Iron ore futures were range-bound on Friday, and set to gain for a third straight week, aided by improving demand in top consumer China and supply concerns over Guinea-based projects, although higher ore and steel inventories capped gains.
The most-traded January iron ore contract on China’s Dalian Commodity Exchange (DCE) TIO1! closed daytime trade 0.06% lower at 799.5 yuan ($112.29) a metric ton. The contract posted a weekly gain of 1.6%.
The benchmark October iron ore (SZZFV5) on the Singapore Exchange added 0.54% to $106.05 a ton as of 0810 GMT, but posted a 1.2% rise so far this week.
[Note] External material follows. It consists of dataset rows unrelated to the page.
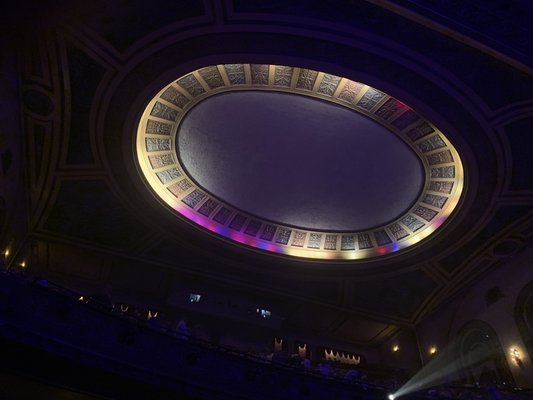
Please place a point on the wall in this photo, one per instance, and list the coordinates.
(471, 304)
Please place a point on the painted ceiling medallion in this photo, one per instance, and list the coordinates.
(184, 157)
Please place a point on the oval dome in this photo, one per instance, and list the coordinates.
(298, 162)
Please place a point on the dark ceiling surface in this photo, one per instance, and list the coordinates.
(298, 160)
(75, 205)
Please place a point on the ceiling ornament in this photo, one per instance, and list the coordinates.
(163, 170)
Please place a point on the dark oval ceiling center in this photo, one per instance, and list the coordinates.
(298, 160)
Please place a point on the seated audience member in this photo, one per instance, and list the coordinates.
(182, 329)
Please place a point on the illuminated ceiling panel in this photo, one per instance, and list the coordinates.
(194, 145)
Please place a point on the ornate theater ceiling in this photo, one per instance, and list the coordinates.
(388, 200)
(112, 177)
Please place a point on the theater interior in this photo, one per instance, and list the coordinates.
(243, 199)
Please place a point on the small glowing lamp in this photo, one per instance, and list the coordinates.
(515, 355)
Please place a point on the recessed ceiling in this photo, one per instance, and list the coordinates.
(297, 162)
(300, 161)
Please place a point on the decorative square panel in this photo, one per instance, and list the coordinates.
(443, 187)
(237, 222)
(382, 238)
(283, 235)
(329, 84)
(191, 85)
(432, 143)
(443, 172)
(175, 97)
(348, 242)
(435, 200)
(315, 240)
(397, 231)
(208, 207)
(253, 227)
(306, 79)
(168, 175)
(194, 198)
(268, 232)
(425, 213)
(370, 99)
(298, 239)
(211, 76)
(283, 76)
(412, 223)
(419, 131)
(364, 241)
(391, 107)
(158, 128)
(350, 91)
(259, 74)
(235, 73)
(222, 215)
(407, 118)
(331, 242)
(156, 144)
(161, 160)
(442, 157)
(180, 187)
(162, 111)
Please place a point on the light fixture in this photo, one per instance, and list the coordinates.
(515, 355)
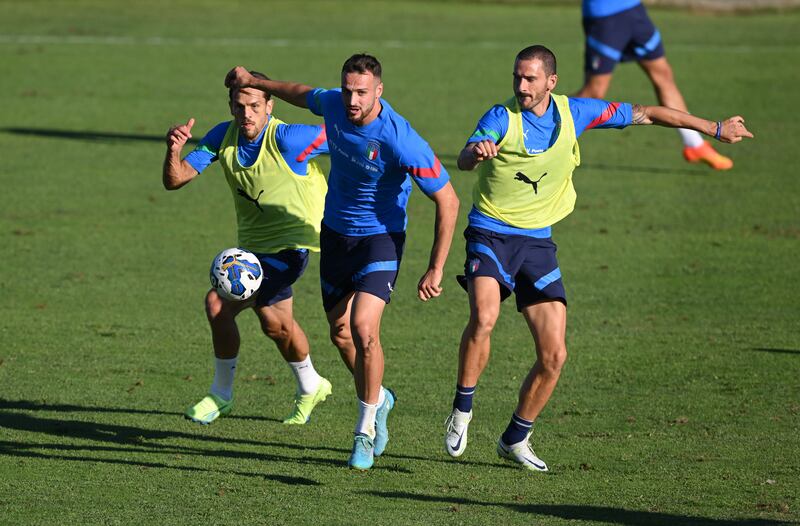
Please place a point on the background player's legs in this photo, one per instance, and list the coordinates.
(695, 148)
(547, 322)
(595, 86)
(278, 323)
(225, 338)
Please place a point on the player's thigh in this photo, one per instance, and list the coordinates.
(539, 277)
(277, 316)
(547, 322)
(484, 300)
(218, 307)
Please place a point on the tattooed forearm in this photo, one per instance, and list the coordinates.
(638, 115)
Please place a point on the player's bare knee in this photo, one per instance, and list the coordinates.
(214, 306)
(340, 336)
(280, 333)
(553, 359)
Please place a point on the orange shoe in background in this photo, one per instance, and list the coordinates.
(707, 154)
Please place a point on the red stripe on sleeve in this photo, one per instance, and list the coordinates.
(605, 116)
(322, 137)
(429, 173)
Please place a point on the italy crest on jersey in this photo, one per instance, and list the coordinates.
(372, 150)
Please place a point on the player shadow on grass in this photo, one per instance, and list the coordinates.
(451, 160)
(94, 136)
(778, 351)
(583, 512)
(129, 439)
(129, 436)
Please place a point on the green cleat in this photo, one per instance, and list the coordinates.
(304, 404)
(208, 409)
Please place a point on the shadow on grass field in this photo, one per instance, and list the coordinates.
(584, 513)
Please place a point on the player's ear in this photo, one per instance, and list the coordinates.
(552, 80)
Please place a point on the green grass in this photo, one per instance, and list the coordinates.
(680, 402)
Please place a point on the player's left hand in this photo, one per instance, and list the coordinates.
(733, 130)
(429, 286)
(238, 77)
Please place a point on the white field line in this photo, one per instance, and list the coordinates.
(349, 44)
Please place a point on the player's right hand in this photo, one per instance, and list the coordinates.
(484, 150)
(733, 130)
(179, 134)
(238, 77)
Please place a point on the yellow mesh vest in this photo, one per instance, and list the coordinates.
(529, 190)
(276, 209)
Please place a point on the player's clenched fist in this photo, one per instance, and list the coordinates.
(178, 135)
(484, 150)
(733, 130)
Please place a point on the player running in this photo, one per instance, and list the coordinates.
(621, 31)
(375, 154)
(526, 149)
(278, 191)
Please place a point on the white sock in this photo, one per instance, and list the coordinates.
(306, 376)
(690, 138)
(223, 377)
(366, 419)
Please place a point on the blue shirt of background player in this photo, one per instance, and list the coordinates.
(601, 8)
(293, 141)
(539, 134)
(372, 167)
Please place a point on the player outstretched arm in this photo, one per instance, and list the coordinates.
(730, 130)
(177, 172)
(291, 92)
(446, 201)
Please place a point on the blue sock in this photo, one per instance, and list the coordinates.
(463, 399)
(517, 430)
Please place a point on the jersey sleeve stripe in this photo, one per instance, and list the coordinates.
(605, 116)
(322, 137)
(426, 173)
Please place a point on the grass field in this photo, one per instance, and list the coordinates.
(680, 402)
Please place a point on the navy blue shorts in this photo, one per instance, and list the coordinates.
(281, 270)
(522, 264)
(621, 37)
(358, 264)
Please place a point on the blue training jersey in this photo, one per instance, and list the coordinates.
(601, 8)
(372, 168)
(297, 143)
(539, 134)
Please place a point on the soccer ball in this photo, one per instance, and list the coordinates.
(236, 274)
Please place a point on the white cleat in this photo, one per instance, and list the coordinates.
(455, 436)
(521, 453)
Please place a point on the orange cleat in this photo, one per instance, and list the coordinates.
(706, 153)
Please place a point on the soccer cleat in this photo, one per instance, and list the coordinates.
(208, 409)
(381, 431)
(363, 452)
(707, 154)
(455, 436)
(304, 404)
(521, 453)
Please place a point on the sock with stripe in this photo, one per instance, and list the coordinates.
(517, 430)
(463, 398)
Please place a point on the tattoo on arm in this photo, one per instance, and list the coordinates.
(638, 114)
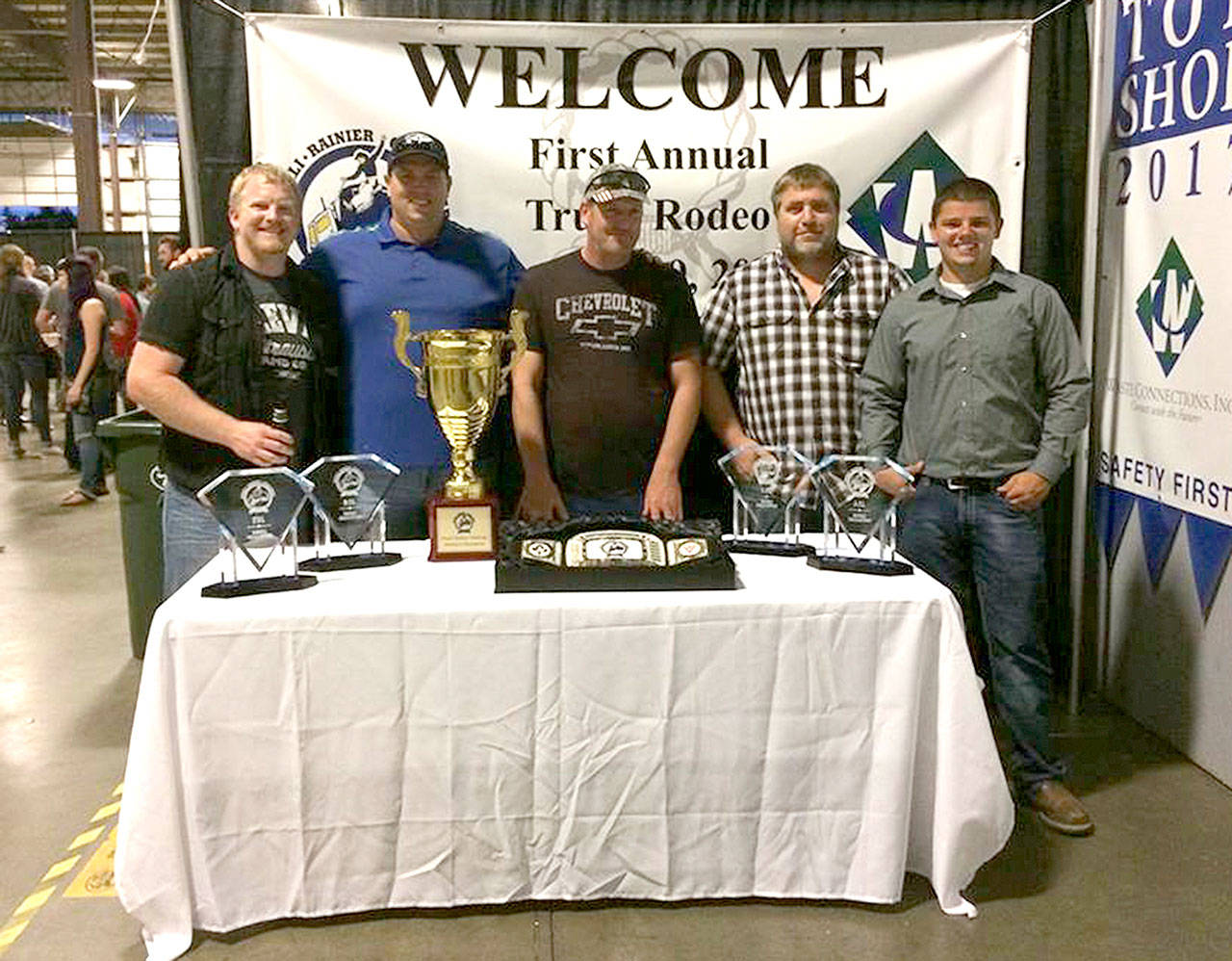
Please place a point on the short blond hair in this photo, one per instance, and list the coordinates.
(271, 172)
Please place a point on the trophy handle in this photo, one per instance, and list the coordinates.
(401, 336)
(516, 336)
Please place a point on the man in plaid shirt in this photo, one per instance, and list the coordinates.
(799, 322)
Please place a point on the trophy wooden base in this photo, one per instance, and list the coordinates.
(258, 585)
(462, 530)
(771, 549)
(860, 564)
(350, 562)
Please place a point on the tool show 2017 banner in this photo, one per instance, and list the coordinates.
(711, 114)
(1163, 393)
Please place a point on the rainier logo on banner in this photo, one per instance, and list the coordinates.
(1169, 307)
(892, 216)
(342, 184)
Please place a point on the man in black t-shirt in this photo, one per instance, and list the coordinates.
(231, 348)
(607, 393)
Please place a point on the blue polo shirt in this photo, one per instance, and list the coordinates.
(462, 278)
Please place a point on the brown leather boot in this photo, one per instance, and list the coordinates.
(1059, 808)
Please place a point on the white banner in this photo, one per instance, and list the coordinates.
(711, 114)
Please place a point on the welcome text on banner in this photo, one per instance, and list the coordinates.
(711, 114)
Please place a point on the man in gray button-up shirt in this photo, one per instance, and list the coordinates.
(975, 377)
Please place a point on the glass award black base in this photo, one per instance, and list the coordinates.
(770, 549)
(860, 564)
(348, 562)
(258, 585)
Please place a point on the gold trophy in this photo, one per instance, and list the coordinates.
(461, 376)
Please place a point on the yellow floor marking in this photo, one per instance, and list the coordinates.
(96, 880)
(10, 934)
(62, 868)
(105, 812)
(87, 837)
(35, 900)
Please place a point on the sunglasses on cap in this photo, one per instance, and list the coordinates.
(608, 185)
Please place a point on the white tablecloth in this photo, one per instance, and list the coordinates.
(403, 736)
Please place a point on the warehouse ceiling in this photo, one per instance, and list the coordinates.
(130, 42)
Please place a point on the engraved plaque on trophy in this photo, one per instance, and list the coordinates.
(461, 376)
(770, 484)
(347, 498)
(256, 509)
(857, 511)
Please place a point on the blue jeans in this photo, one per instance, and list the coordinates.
(984, 550)
(89, 450)
(190, 536)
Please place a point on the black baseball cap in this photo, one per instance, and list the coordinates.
(615, 181)
(418, 143)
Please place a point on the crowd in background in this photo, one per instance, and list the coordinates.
(66, 333)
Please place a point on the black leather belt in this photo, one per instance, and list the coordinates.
(973, 484)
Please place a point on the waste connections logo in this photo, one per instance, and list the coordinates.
(892, 216)
(1169, 307)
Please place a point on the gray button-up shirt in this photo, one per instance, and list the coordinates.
(982, 386)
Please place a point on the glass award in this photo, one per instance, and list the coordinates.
(857, 512)
(770, 484)
(347, 498)
(256, 510)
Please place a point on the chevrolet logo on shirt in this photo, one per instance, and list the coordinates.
(605, 327)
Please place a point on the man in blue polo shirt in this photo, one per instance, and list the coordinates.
(444, 274)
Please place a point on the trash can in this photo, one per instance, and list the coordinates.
(133, 440)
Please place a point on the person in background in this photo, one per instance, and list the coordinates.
(145, 287)
(30, 269)
(123, 336)
(90, 388)
(167, 249)
(21, 351)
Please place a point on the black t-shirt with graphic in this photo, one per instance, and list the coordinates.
(607, 340)
(286, 353)
(175, 323)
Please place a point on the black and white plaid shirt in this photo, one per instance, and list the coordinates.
(797, 366)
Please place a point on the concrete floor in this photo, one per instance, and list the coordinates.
(1155, 881)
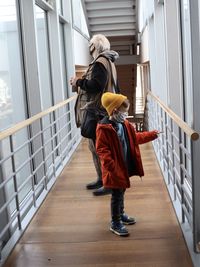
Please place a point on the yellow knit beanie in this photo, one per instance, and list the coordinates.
(110, 101)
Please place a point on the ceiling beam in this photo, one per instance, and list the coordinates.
(127, 59)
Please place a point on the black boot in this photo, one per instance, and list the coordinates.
(102, 191)
(94, 185)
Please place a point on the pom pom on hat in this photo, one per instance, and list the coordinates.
(110, 101)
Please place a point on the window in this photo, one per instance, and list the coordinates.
(60, 7)
(43, 58)
(44, 74)
(187, 60)
(11, 84)
(79, 18)
(12, 100)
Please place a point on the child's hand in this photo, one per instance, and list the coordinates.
(158, 132)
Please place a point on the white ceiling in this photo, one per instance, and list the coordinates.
(116, 19)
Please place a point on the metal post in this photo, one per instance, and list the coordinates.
(15, 181)
(195, 146)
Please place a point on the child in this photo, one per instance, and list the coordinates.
(117, 145)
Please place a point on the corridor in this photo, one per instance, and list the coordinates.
(71, 228)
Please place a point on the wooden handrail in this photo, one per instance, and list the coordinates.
(10, 131)
(189, 131)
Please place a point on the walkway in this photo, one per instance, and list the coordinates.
(71, 227)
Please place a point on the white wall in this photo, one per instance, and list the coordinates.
(81, 51)
(161, 47)
(144, 46)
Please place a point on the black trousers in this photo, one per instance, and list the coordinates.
(117, 204)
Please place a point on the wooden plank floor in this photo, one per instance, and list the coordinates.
(72, 226)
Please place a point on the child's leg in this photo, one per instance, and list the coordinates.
(123, 216)
(117, 226)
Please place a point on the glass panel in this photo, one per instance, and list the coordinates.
(60, 8)
(11, 87)
(43, 58)
(79, 18)
(63, 60)
(187, 61)
(44, 74)
(12, 101)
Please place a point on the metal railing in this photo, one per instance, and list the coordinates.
(33, 153)
(174, 154)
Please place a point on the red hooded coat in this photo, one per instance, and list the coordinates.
(109, 150)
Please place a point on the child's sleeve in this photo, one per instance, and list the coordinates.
(144, 137)
(103, 150)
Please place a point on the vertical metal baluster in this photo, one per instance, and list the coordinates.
(173, 160)
(52, 142)
(166, 156)
(60, 137)
(15, 181)
(31, 165)
(181, 175)
(43, 153)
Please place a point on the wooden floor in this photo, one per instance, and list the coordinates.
(72, 226)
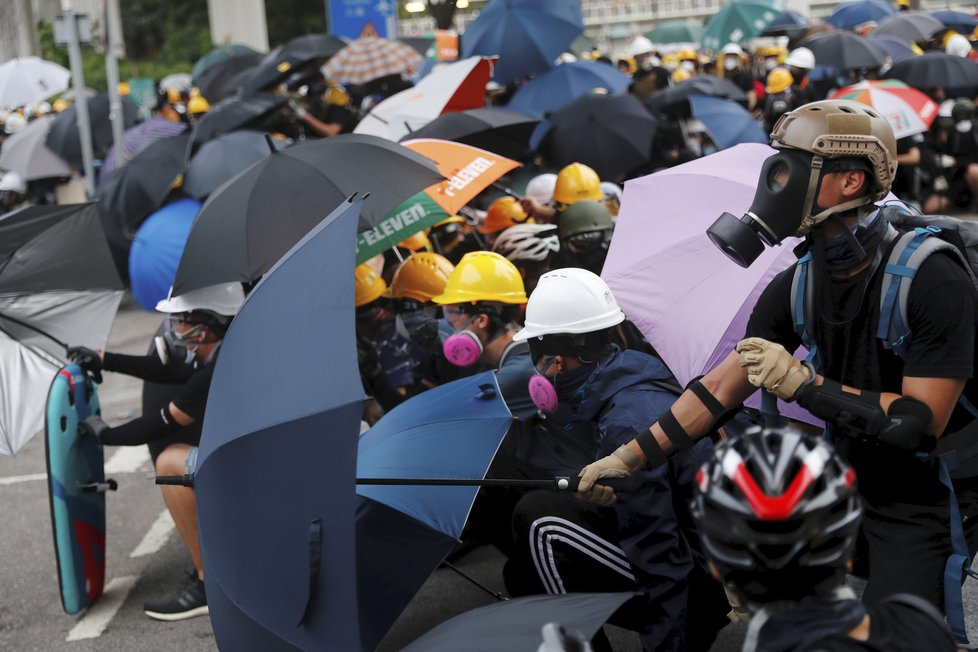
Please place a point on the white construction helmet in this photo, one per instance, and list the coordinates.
(13, 182)
(570, 301)
(527, 243)
(639, 46)
(541, 187)
(223, 299)
(801, 58)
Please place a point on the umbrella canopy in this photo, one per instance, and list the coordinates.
(852, 14)
(220, 55)
(676, 31)
(252, 220)
(275, 475)
(456, 87)
(957, 20)
(156, 251)
(63, 137)
(527, 35)
(674, 100)
(915, 26)
(727, 122)
(494, 129)
(27, 153)
(469, 170)
(136, 139)
(371, 57)
(128, 195)
(610, 133)
(564, 84)
(224, 157)
(26, 80)
(238, 112)
(403, 532)
(517, 624)
(908, 110)
(738, 22)
(223, 79)
(933, 69)
(58, 286)
(698, 305)
(846, 51)
(283, 61)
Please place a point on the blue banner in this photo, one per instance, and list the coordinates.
(356, 18)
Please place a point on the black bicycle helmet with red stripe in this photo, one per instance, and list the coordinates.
(774, 501)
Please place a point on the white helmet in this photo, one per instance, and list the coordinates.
(639, 46)
(958, 46)
(223, 299)
(801, 58)
(570, 301)
(527, 242)
(14, 123)
(13, 182)
(541, 187)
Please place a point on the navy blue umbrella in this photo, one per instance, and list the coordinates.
(275, 478)
(403, 532)
(564, 84)
(727, 122)
(528, 35)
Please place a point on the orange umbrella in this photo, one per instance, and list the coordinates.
(470, 170)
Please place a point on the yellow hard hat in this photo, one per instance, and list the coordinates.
(415, 242)
(576, 182)
(679, 75)
(368, 285)
(779, 80)
(503, 213)
(483, 276)
(422, 276)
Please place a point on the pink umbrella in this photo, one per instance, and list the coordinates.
(684, 294)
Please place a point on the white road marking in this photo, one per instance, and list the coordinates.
(95, 620)
(17, 479)
(156, 537)
(128, 459)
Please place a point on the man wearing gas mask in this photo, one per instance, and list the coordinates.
(883, 411)
(196, 323)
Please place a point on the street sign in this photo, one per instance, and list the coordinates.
(356, 18)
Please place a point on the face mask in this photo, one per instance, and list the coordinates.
(776, 213)
(463, 348)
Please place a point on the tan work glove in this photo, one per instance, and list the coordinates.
(770, 366)
(620, 464)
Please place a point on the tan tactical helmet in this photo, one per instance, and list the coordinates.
(839, 128)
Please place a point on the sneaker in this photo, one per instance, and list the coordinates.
(188, 601)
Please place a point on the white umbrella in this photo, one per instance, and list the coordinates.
(26, 80)
(456, 87)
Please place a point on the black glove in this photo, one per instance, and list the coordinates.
(92, 428)
(88, 359)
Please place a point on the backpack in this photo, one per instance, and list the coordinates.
(956, 454)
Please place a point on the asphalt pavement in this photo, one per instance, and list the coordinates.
(146, 559)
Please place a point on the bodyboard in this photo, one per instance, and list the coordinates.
(76, 484)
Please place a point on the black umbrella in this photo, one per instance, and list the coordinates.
(674, 98)
(502, 131)
(309, 51)
(933, 69)
(63, 137)
(236, 112)
(222, 158)
(610, 133)
(916, 26)
(221, 80)
(128, 195)
(251, 221)
(846, 51)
The demand for iron ore rebounded as steelmakers resumed production after the military parade ended on September 3, underpinning prices.
Average daily hot metal output, a gauge of ore demand, jumped 5% week-on-week to a three-week high of 2.41 million tons as of September 11, data from consultancy Mysteel showed.
Earlier this week, prices gathered momentum as concerns over supply from Simandou project in Guinea mounted after reports of local government wanting Rio Tinto RIO to build refiners locally.
This move could potentially limit the volume of ore available for export.
The sharp drop in shipments from major supplier Brazil in the first week of September also boosted bullish sentiment.
However, prices pared gains from Thursday as rising steel inventories during September’s peak demand season weighed.
This, combined with a 0.2% week-on-week increase in portside iron ore inventories, according to Mysteel data, constrained the weekly price gains.
Among other steelmaking ingredients, coking coal NYMEX:ACT1! and coke (DCJcv1), advanced 0.88% and 0.43%, respectively.
Steel benchmarks on the Shanghai Futures Exchange gained ground. Rebar RBF1! added 0.84%, hot-rolled coil EHR1! rose 0.66%, wire rod (SWRcv1) added 0.06% and stainless steel HRC1! climbed 0.43%.